冷却速率对管线钢中非金属夹杂物成分演变的影响

张月鑫1, 王举金2, 杨文,1, 张立峰,2

1北京科技大学 冶金与生态工程学院 北京 100083

2北方工业大学 机械与材料工程学院 北京 100144

Effect of Cooling Rate on the Evolution of Nonmetallic Inclusions in a Pipeline Steel

ZHANG Yuexin1, WANG Jujin2, YANG Wen,1, ZHANG Lifeng,2

1School of Metallurgical and Ecological Engineering, University of Science and Technology Beijing, Beijing 100083, China

2School of Mechanical and Materials Engineering, North China University of Technology, Beijing 100144, China

通讯作者: 张立峰,zhanglifeng@ncut.edu.cn,主要从事钢铁冶金与冶金过程数值模拟研究;杨 文,wenyang@ustb.edu.cn,主要从事钢中非金属夹杂物控制和连铸坯表面质量控制的研究

责任编辑: 毕淑娟

收稿日期: 2022-06-20   修回日期: 2022-10-11  

基金资助: 国家自然科学基金项目(U22A20171)
国家自然科学基金项目(52304340)

Corresponding authors: ZHANG Lifeng, professor, Tel: 13911868419, E-mail:zhanglifeng@ncut.edu.cn;YANG Wen, professor, Tel: 13811419336, E-mail:wenyang@ustb.edu.cn

Received: 2022-06-20   Revised: 2022-10-11  

Fund supported: National Natural Science Foundation of China(U22A20171)
National Natural Science Foundation of China(52304340)

作者简介 About authors

张月鑫,女,1996生,博士生

摘要

利用高温共聚焦扫描激光显微镜精准控制冷却速率,研究了冷却速率分别为800、600、400、200、100和5℃/min条件下管线钢中非金属夹杂物成分的演变,然后计算分析了夹杂物成分转变过程的热力学机理,最后建立了冷却过程夹杂物成分演变的动力学模型并自主编程进行求解,讨论了冷却速率和夹杂物直径对钢凝固和冷却过程中夹杂物成分演变的影响。结果表明,随着冷却速率由800℃/min降低到5℃/min,夹杂物中Al2O3含量由66.33%增至75.06%,CaS含量由1.07%增至10.55%,CaO含量由28.27%降至11.24%,MgO含量由4.33%降至3.15%。夹杂物数密度由76.15 mm-2降至15.28 mm-2,夹杂物平均直径先由2.09 μm缓慢降至1.62 μm,后又逐渐增大至2.65 μm。高温钢液中夹杂物的热力学平衡成分主要为41.71%CaO-50.76%Al2O3-6.50%MgO-1.03%SiO2,随着温度的降低,夹杂物逐渐由Al2O3-CaO-MgO转变为CaS-Al2O3-MgO-(CaO)。冷却速率对夹杂物中MgO和Al2O3含量的影响较小。夹杂物直径和冷却速率对夹杂物中CaO和CaS含量有显著影响,在钢的凝固冷却过程,夹杂物中CaS含量超过CaO含量的临界冷却速率与夹杂物直径存在直接关系,夹杂物直径为1和2 μm时,这一临界冷却速率分别为400和100℃/min,而当夹杂物直径大于5 μm时,这一转折冷却速率则远小于1℃/min。
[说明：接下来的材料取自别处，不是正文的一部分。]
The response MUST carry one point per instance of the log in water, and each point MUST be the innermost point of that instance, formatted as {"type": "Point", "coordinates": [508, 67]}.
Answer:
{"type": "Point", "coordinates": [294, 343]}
关键词: 管线钢; 冷却速率; 夹杂物; 热力学; 动力学

Abstract

Controlling nonmetallic inclusions in steels is critical during the steelmaking process. Temperature affects the chemical equilibrium between steel and the inclusions, the composition of the inclusions changes with changes in temperature. During the solidification and cooling processes, the cooling rate is a significant factor affecting the temperature. Therefore, the composition of nonmetallic inclusions transforms during the solidification and cooling of steels. To study the evolution of the inclusion composition in pipeline steel at cooling rates of 800, 600, 400, 200, 100, and 5oC/min, high-temperature confocal scanning laser microscopy was employed to accurately control the temperature during the cooling process. The thermochemical software FactSage was employed to reveal the theoretical basis of the transformation of the inclusion composition. A kinetic model for the evolution of the inclusion composition in pipeline steel during the cooling process was established, and the effect of inclusion diameter and cooling rate on the transformation was analyzed. The results revealed that with the decrease in the cooling rate, the Al2O3 content in the inclusions increased from 66.33% to 75.06%, the CaS content increased from 1.07% to 10.55%, and the CaO content decreased from 28.27% to 11.24%. Further, the MgO content decreased from 4.33% to 3.15% during the cooling process. The number densities of the inclusions were 76.15 and 15.28 mm-2 at cooling rates of 800 and 5oC/min, respectively. As the cooling rate decreased, the average diameter of the inclusions first decreased from 2.09 to 1.62 μm and subsequently increased. The thermodynamic equilibrium composition of the inclusions in the molten steel was 41.71%CaO-50.76%Al2O3-6.50%MgO-1.03%SiO2. With a decrease in temperature, inclusions transformed from Al2O3-CaO-MgO to CaS-Al2O3-MgO-(CaO). The cooling rate had little effect on the MgO and Al2O3 contents in the inclusions. The inclusion diameter and cooling rate had an apparent influence on the CaO and CaS contents in the inclusions. The critical cooling rate at which the CaS content became greater than the CaO content was impacted by the inclusions' diameter. The critical cooling rates for inclusions with diameters of 1 and 2 μm were approximately 400 and 100oC/min, respectively, whereas the rates were much smaller than 1oC/min for inclusions with diameters larger than 5 μm.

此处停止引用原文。